A friendly message from a fellow Youtuber:

Hi, don’t know how I came upon your video, you know how one, runs into a few others and well, I watched yours. We’re all going to die one day, but I get the idea that you know you are soon. I don’t know why you are sorry to Christians, and very, very sorry to “Muslims”, but that doesn’t matter. I’m sorry you are dying and it was nice that you said your “sorries” to all those you felt you needed to say them to, it was a very mature thing to do and God Bless you, I’ll pray for your soul. I’m sure you are going to Heaven. God forgives those who are truly sorry for whatever sins they have committed and being the forgiving God that he is, I’m sure he’ll be waiting for you with open arms.

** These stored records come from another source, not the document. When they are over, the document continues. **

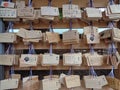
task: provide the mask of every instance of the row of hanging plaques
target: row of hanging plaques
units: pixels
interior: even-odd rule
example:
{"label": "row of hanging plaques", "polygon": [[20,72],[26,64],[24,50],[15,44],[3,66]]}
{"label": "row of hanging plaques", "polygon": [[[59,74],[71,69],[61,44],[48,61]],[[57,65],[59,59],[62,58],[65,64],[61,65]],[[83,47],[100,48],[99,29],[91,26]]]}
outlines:
{"label": "row of hanging plaques", "polygon": [[48,75],[39,80],[37,75],[23,77],[11,74],[11,78],[0,81],[0,90],[120,90],[120,80],[111,76],[86,75],[80,80],[79,75]]}
{"label": "row of hanging plaques", "polygon": [[[114,57],[114,58],[109,58]],[[66,53],[63,54],[64,66],[102,66],[102,65],[117,65],[120,61],[120,55],[116,52],[112,55],[99,55],[94,52],[90,53]],[[37,67],[42,66],[58,66],[60,62],[60,55],[58,54],[21,54],[19,55],[0,55],[0,65],[19,66],[19,67]]]}
{"label": "row of hanging plaques", "polygon": [[[58,17],[60,15],[58,7],[42,6],[40,9],[34,9],[32,6],[25,6],[25,1],[21,0],[17,0],[16,3],[2,1],[1,7],[3,7],[0,8],[1,18],[23,18],[27,20],[41,18],[54,20],[54,17]],[[105,10],[105,16],[109,17],[109,19],[119,19],[119,8],[119,4],[108,5]],[[62,9],[63,18],[86,18],[88,20],[99,20],[103,17],[100,9],[94,7],[87,7],[83,12],[80,10],[78,5],[64,4]]]}
{"label": "row of hanging plaques", "polygon": [[[118,28],[111,28],[98,33],[98,28],[94,26],[84,27],[84,39],[87,44],[99,44],[101,39],[111,38],[113,41],[120,42],[120,30]],[[19,29],[17,33],[0,33],[0,43],[17,43],[18,37],[23,39],[23,42],[38,43],[44,41],[48,43],[58,43],[61,41],[60,35],[55,32],[42,33],[39,30]],[[93,37],[93,39],[91,39]],[[80,37],[77,30],[68,30],[63,32],[62,42],[67,44],[79,44]]]}

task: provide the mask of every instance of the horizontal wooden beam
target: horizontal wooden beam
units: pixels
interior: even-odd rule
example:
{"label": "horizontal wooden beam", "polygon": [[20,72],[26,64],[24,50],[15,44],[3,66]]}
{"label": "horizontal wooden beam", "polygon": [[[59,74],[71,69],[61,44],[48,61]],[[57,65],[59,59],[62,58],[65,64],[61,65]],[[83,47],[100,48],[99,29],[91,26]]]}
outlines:
{"label": "horizontal wooden beam", "polygon": [[[16,0],[13,0],[15,2]],[[33,6],[35,8],[40,8],[41,6],[47,6],[48,0],[32,0]],[[114,0],[117,2],[118,0]],[[26,5],[28,5],[28,0],[25,0]],[[109,0],[93,0],[94,7],[106,7],[108,5]],[[63,4],[68,4],[69,0],[52,0],[52,6],[56,6],[61,8]],[[89,0],[72,0],[73,4],[79,5],[79,7],[87,7]]]}
{"label": "horizontal wooden beam", "polygon": [[[33,43],[33,45],[35,49],[40,49],[40,50],[49,49],[50,47],[50,44],[46,42],[42,42],[42,41],[39,43]],[[14,46],[16,50],[28,49],[28,45],[24,45],[23,42],[18,42],[14,44]],[[73,48],[74,49],[89,49],[89,45],[87,44],[86,41],[80,40],[80,43],[73,45]],[[100,44],[94,45],[94,49],[106,49],[106,48],[108,48],[108,44],[104,43],[104,41],[101,41]],[[70,45],[64,45],[61,41],[58,44],[53,44],[53,49],[70,49]]]}
{"label": "horizontal wooden beam", "polygon": [[[53,67],[53,70],[69,70],[69,66],[56,66],[56,67]],[[79,67],[73,67],[72,69],[73,70],[89,70],[90,67],[88,66],[79,66]],[[95,66],[94,67],[95,69],[97,70],[100,70],[100,69],[104,69],[104,70],[107,70],[107,69],[112,69],[112,66],[108,65],[108,66]],[[37,66],[37,67],[33,67],[32,70],[49,70],[50,67],[49,66]],[[115,69],[117,69],[117,67],[115,67]],[[14,70],[30,70],[30,68],[20,68],[20,67],[15,67]]]}
{"label": "horizontal wooden beam", "polygon": [[[108,21],[94,21],[93,25],[96,27],[101,27],[105,28],[108,26]],[[88,26],[88,23],[81,21],[81,20],[73,20],[72,28],[83,28],[85,26]],[[16,22],[14,24],[14,28],[30,28],[29,22]],[[33,21],[33,28],[34,29],[47,29],[49,28],[49,21],[46,20],[38,20],[38,21]],[[64,21],[53,21],[53,28],[56,29],[64,29],[64,28],[69,28],[69,21],[64,20]]]}

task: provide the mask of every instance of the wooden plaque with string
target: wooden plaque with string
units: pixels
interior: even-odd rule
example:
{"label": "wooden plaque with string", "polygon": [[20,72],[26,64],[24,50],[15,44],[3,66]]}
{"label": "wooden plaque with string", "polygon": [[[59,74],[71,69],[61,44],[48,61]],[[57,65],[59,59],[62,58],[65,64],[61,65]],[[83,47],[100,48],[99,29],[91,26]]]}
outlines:
{"label": "wooden plaque with string", "polygon": [[105,15],[109,18],[109,20],[118,20],[120,18],[119,13],[111,13],[110,9],[111,5],[107,6],[107,9],[105,10]]}
{"label": "wooden plaque with string", "polygon": [[24,8],[25,7],[25,1],[23,1],[23,0],[16,0],[16,7],[17,8]]}
{"label": "wooden plaque with string", "polygon": [[58,78],[42,80],[42,90],[59,90],[60,88],[61,84]]}
{"label": "wooden plaque with string", "polygon": [[99,33],[100,39],[109,39],[112,35],[112,30],[108,29]]}
{"label": "wooden plaque with string", "polygon": [[58,7],[42,6],[41,15],[42,16],[59,16]]}
{"label": "wooden plaque with string", "polygon": [[20,67],[35,67],[38,64],[38,55],[22,54],[19,62]]}
{"label": "wooden plaque with string", "polygon": [[36,20],[36,19],[39,19],[40,18],[40,10],[39,9],[35,9],[34,10],[34,13],[33,13],[33,16],[24,16],[24,17],[21,17],[23,18],[23,21],[29,21],[29,20]]}
{"label": "wooden plaque with string", "polygon": [[97,8],[87,7],[86,14],[87,14],[87,19],[89,20],[97,20],[102,18],[102,12]]}
{"label": "wooden plaque with string", "polygon": [[120,29],[113,28],[112,30],[112,38],[116,42],[120,42]]}
{"label": "wooden plaque with string", "polygon": [[79,75],[70,75],[65,77],[65,83],[67,88],[74,88],[81,86]]}
{"label": "wooden plaque with string", "polygon": [[14,43],[17,36],[14,33],[0,33],[0,43]]}
{"label": "wooden plaque with string", "polygon": [[0,65],[18,65],[19,56],[17,55],[0,55]]}
{"label": "wooden plaque with string", "polygon": [[78,44],[79,43],[79,33],[77,30],[69,30],[63,33],[63,43],[64,44]]}
{"label": "wooden plaque with string", "polygon": [[21,79],[21,74],[11,74],[12,79]]}
{"label": "wooden plaque with string", "polygon": [[103,62],[104,56],[99,55],[97,53],[94,54],[86,53],[84,54],[84,56],[86,58],[88,66],[101,66],[104,63]]}
{"label": "wooden plaque with string", "polygon": [[100,43],[100,36],[99,36],[99,34],[94,34],[94,35],[87,34],[86,38],[87,38],[87,43],[88,44],[98,44],[98,43]]}
{"label": "wooden plaque with string", "polygon": [[57,66],[59,64],[60,56],[57,54],[42,55],[42,66]]}
{"label": "wooden plaque with string", "polygon": [[87,26],[87,27],[84,27],[84,35],[87,35],[87,34],[98,34],[98,27],[95,27],[95,26]]}
{"label": "wooden plaque with string", "polygon": [[24,8],[17,8],[18,10],[18,16],[24,17],[24,16],[33,16],[34,15],[34,8],[33,7],[24,7]]}
{"label": "wooden plaque with string", "polygon": [[101,81],[95,76],[84,76],[84,82],[86,88],[102,89]]}
{"label": "wooden plaque with string", "polygon": [[41,39],[42,32],[38,30],[26,30],[24,28],[20,28],[19,32],[17,33],[18,36],[25,38],[25,39]]}
{"label": "wooden plaque with string", "polygon": [[120,14],[120,5],[119,4],[114,4],[114,5],[109,5],[110,12],[112,14]]}
{"label": "wooden plaque with string", "polygon": [[18,79],[5,79],[0,81],[0,90],[16,89],[18,88]]}
{"label": "wooden plaque with string", "polygon": [[45,38],[48,43],[58,43],[60,41],[59,34],[54,32],[46,32]]}
{"label": "wooden plaque with string", "polygon": [[63,54],[63,65],[65,66],[80,66],[82,64],[81,53]]}
{"label": "wooden plaque with string", "polygon": [[41,10],[38,12],[38,18],[46,22],[46,20],[54,20],[54,16],[43,16],[41,15]]}
{"label": "wooden plaque with string", "polygon": [[81,10],[78,5],[75,4],[64,4],[63,8],[63,17],[65,18],[81,18]]}
{"label": "wooden plaque with string", "polygon": [[23,78],[23,85],[21,90],[39,90],[40,89],[40,81],[38,76],[29,76]]}

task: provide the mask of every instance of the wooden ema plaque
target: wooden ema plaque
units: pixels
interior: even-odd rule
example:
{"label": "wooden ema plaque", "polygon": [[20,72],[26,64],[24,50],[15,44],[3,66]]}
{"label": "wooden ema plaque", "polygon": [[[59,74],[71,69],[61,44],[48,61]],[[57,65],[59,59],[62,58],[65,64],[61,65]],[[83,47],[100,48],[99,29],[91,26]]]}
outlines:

I’m very sad for you that you are sad to be dying. To not know ahead of time is easier I guess, but on the other hand, if you don’t know and go suddenly, you don’t get the chance to do what you did, and that opportunity to make amends can be a very cleansing experience, leaving you at peace with yourself.

Again, May God Bless you and keep you. Lisa

Where do these nutjobs come from?

Explore posts in the same categories: Weird

14 Comments on “Soul Prayed For”

  1. Scott Says:

    Go with it and see where it gets you.


  2. Nutjobs? So now you’re saying you’re not dying?

  3. Ruth Says:

    Both of the above and LOL!


  4. Maybe it was Joe Ratzinger himself, consider yourself lucky!

  5. redmond Says:

    I’m willing to bet she’s from the US.
    Americans aren’t very good at irony.


  6. Sam, how did you get a recent comments module working on wordpress? I’m fiddling around with the (possibly) new ALS blog at alsblog.wordpress.com

  7. Pedro the Ignorant Says:

    You playing cricket this season?

    God bless you alright when our quick gets a go at you at the arse end.

    Sledging is an “aussie value” JWH said so.

  8. Saltation Says:

    whenever i run across this sort of god botherer, i tell them:

    “Jesus died for your sins. Make it worth his while.”

  9. JohnL Says:

    Redmond,
    Speak for yourself.
    Gotta concur with Scott.

  10. carneagles Says:

    Next thing you know, she’s telling you about her late dad’s $12 million and asking for a bank account number.

  11. Steve Says:

    I think you should issue an new apology for misleading people about your impending death.

  12. Hammy Says:

    Doesn’t sound like someone from PETA trying to infiltrate your blog but you can’t be too careful.

  13. Nilk Says:

    I think it’s cute.

    There are so many people out there who wouldn’t recognise a good old pisstake if it bit them on the backside.

    Times like this I love being aussie.